CC protection settings
With CC protection, you can set the overall access frequency of each client. Once the client exceeds the expected limit, it will be handled as configured.
2. In the Add rule window displayed, configure the parameters and click OK.
Bot management settings
Go to Bot management > Bot protection, configure the average session speed to control the continuous access speed of each client.
1. In the Scene management module, view the target scene by clicking View configuration.
2. Click Add rule, configure parameters, and click OK.
With the dramatically growing number of IPv4 IPs in the current network, many IP operators have started using a NAT IP, which allows multiple business clients to use one public IP. If rate limits are only enforced on business IPs that share one NAT IP, IP rate limiting can be easily triggered with false positives. However, restricting the number of requests made will be much less effective if the rate limits are set too high.

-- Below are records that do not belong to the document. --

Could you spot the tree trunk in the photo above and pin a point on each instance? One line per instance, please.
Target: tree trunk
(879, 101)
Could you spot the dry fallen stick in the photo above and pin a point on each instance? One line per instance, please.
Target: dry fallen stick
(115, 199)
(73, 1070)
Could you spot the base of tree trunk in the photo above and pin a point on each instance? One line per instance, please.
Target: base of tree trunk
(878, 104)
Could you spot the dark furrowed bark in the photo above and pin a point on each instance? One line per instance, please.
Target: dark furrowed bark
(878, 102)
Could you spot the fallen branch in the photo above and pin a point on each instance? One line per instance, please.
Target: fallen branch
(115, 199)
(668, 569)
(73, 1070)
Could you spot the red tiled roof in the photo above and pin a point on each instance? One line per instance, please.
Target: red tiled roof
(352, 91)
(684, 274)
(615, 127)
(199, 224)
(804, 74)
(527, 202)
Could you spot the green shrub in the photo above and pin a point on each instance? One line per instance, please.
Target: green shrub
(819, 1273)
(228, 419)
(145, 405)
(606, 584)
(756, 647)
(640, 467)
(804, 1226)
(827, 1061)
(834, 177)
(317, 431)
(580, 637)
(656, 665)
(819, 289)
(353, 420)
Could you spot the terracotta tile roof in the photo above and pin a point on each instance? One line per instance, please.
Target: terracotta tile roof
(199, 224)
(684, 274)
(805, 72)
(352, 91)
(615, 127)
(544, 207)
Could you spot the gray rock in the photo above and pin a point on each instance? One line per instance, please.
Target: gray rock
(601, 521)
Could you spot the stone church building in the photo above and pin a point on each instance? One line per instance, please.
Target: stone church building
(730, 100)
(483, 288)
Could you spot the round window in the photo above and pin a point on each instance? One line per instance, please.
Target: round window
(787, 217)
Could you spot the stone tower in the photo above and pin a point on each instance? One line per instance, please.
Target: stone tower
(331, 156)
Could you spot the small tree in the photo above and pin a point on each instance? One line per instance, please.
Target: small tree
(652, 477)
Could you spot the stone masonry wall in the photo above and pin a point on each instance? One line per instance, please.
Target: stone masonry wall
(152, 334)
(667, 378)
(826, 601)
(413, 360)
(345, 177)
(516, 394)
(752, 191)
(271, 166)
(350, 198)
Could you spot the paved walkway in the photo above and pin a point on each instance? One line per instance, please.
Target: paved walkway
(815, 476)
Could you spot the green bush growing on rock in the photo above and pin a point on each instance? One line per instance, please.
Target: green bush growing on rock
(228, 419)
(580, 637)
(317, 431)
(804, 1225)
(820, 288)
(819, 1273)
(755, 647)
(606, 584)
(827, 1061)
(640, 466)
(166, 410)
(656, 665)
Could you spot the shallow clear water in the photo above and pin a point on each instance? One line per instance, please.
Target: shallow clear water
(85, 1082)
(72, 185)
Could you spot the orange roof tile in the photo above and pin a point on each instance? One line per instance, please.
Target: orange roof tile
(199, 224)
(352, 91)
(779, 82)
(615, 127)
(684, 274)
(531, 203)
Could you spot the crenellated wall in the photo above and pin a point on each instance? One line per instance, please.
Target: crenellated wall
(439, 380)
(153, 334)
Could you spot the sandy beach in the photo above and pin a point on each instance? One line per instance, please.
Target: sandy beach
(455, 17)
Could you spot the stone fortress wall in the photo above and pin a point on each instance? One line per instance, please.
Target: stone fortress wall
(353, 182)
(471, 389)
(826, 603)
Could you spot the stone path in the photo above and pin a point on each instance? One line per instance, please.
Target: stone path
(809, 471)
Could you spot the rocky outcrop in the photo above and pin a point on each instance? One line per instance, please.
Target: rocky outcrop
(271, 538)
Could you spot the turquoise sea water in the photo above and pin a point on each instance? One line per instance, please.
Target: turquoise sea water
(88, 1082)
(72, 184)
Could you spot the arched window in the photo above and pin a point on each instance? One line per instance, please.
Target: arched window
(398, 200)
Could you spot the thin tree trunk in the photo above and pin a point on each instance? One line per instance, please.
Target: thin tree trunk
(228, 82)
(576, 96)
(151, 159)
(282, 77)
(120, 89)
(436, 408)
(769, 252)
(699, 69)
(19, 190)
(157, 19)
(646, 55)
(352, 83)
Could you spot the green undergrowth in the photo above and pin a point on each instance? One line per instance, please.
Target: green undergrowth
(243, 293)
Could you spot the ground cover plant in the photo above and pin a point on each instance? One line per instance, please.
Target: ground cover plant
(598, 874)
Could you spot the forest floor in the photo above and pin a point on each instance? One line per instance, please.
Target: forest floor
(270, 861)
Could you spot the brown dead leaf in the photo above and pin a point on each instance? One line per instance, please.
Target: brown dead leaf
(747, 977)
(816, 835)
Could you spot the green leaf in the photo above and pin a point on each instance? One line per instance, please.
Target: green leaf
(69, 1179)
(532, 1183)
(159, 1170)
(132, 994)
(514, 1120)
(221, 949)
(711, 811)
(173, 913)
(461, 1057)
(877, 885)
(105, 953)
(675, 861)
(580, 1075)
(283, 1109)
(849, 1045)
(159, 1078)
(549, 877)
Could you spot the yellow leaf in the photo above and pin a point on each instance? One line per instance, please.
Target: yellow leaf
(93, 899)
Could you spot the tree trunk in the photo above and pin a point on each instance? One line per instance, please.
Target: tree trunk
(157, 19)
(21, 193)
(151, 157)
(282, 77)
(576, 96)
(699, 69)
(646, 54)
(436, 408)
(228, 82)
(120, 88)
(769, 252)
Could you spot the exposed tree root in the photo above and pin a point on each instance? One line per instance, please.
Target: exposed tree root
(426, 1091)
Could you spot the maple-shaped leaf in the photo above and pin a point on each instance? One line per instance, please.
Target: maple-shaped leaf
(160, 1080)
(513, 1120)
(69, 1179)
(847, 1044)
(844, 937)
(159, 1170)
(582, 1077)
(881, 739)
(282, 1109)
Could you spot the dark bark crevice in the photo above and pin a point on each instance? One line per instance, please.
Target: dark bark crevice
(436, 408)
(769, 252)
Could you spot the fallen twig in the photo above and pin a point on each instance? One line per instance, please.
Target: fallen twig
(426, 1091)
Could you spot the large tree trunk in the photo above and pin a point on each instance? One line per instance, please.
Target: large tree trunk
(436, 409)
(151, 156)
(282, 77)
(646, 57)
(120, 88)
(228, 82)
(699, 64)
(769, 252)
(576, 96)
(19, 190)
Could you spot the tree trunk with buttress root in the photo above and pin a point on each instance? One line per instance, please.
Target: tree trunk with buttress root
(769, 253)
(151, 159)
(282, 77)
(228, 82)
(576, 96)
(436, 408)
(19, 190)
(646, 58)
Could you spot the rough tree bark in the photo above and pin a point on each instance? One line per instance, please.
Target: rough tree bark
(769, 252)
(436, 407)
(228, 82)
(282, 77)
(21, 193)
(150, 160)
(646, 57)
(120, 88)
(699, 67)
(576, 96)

Therefore, you can configure session settings, which can automatically distinguish different clients under the same IP and impose business rate limits for a single client.
1. Log in to the WAF console and select Basic Security on the left sidebar. 2. On the basic security page, select the target domain name in the top-left corner and click CC protection.
3. In the Session settings module, click Set.
4. Configure parameters and click OK.
Session position: Select HEADER, COOKIE, GET, or POST, where GET and POST are HTTP request parameters rather than HTTP headers.
Match mode: Except HEADER (only supports position match), all support matching by string pattern or position.
Session ID: The identifier of the session. It can be up to 32 characters.
Start position: Specify the start of the string or the position. It is an integer between 1 and 2048 and only up to 128 characters can be extracted.
End position: Specify the end of the string or the position. It is an integer between 1 and 2048 and only up to 128 characters can be extracted.
1. Navigate to Bot management > Advanced settings, click Configure now.
2. On the session management page, click Add a configuration, configure parameters and click OK.
A token ID should be a continuous tracking ID, such as the value of
set-cookies after login.
Token location: Select HEADER, COOKIE, GET, or POST, where GET and POST are HTTP request parameters rather than HTTP headers.
Token ID: The identifier of the Token.
Limiting API calls
Each sensitive API should have a limit on the number of calls. For example, if the SMS API service is not rate-limited, the APIs could suffer abusive consumption and incur excessive charges. If these sensitive APIs are verified by 2FA/MFA or other authentication techniques before being called, abnormal API scheduling can be effectively reduced.
Performing authentication before sensitive API calls
Limiting the total API calls per client can make within a session
How to authenticate the client access to APIs?
There are many ways to verify the client's signature, including but not limited to:
Mutual TLS authentication.
Client signature verification.
Client challenge authentication.
Authentication can be enhanced by applying mTLS and client signature challenges, etc.
Meanwhile, browser bot defence can be enabled in WAF to authenticate API data on the client side. For more details, see Client Risk Identification.